Resilience as an Active Verb
Highlights from the more than 50 different activities the University Resilience Center undertook to strengthen the Bar-Ilan community in its first year:
Steering Committee
Chaired by Prof. Noa Vilchinsky, the steering committee brings representatives from across campus together to leverage their unique perspectives and expertise. Departments and divisions represented include the Office of the Dean of Students, the Human Resources Department, the Diversity and Gender Equity Commission, the Azrieli Faculty of Medicine, the Student Union, and the Office of the Campus Rabbi, among many others.
Communication Touchpoints
In the days before the Rosh Hashana holiday and Passover breaks, the center sent a letter to all faculty, students, and staff explaining that the holidays are especially challenging times for those coping with personal tragedy and reminding them that the center is there to help through a wide range of activities. The center plans to send similar letters to the Bar-Ilan community throughout the year, both before holidays and after events liable to trigger emotional difficulty.
Volunteer Network
Students from the Gabi and Louis Weisfeld School of Social Work and other faculties and departments established a network of volunteers across campus to help the center launch and expand the reach of its new projects.
Targeted Workshops
After identifying groups on campus that are often overlooked despite their likely need for emotional support—including spouses of reservists, injured veterans, and family members of reservists coping with PTSD—workshops were conducted to address their needs. Participants learned about post-traumatic symptoms and received practical tools to effectively cope with the new challenges brought by the war.
National Conference
In November 2024, the center convened at Bar-Ilan a conference of all 22 resilience centers at Israel’s colleges and universities. Featuring remarks by President Prof. Arie Zaban and a lecture by Prof. Rivka Tuval-Mashiach on how to nurture hope in wartime, the conference offered center teams the chance to share knowledge, ideas, and experience and advance the goal of bringing resilience into wider Israeli society. Next on the agenda: a scientific conference on resilience, science, and technology this July.

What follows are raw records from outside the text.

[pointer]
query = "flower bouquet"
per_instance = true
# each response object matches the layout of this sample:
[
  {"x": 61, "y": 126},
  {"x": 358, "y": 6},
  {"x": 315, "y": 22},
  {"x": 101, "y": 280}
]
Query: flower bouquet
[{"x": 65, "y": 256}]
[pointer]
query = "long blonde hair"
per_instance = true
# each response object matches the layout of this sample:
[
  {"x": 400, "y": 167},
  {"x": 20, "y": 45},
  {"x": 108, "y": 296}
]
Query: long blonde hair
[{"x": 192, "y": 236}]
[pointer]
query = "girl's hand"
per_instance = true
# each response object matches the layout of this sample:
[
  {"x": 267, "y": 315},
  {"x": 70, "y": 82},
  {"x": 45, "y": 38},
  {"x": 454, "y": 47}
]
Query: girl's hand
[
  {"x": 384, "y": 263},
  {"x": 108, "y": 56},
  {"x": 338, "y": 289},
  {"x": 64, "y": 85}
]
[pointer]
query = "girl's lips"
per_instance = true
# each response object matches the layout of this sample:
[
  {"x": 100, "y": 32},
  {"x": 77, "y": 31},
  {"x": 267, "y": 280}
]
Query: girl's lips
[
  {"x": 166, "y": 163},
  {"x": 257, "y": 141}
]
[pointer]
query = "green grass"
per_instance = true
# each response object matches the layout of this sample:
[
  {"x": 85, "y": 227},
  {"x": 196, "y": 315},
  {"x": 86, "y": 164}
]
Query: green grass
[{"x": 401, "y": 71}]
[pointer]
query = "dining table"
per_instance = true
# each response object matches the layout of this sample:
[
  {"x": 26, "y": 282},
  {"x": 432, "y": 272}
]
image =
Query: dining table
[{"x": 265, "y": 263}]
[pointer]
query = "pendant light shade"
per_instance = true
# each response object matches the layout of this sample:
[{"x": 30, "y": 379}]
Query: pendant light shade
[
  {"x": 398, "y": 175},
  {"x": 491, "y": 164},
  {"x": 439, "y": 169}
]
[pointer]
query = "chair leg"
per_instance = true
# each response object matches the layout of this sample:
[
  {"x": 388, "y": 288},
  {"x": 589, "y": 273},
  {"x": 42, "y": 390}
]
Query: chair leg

Signs of Strength: A Swords of Iron War Exhibit
Before the start of the current academic year, the University Resilience Center sent out a call for submissions to a Bar-Ilan community art exhibition about October 7th and the ongoing war. The response, says center academic head Prof. Shiri Shinan-Altman, “was overwhelming, and a testament to the real need we have to share not only our pain and trauma, but also our sense of hope and determination. The act of sharing with others is critical to the work of healing.” Featuring paintings, photographs, sculptures, and even videos and stories from students, researchers and staff from every faculty, the exhibit was featured in an article in the Israeli news site Walla and open to the public.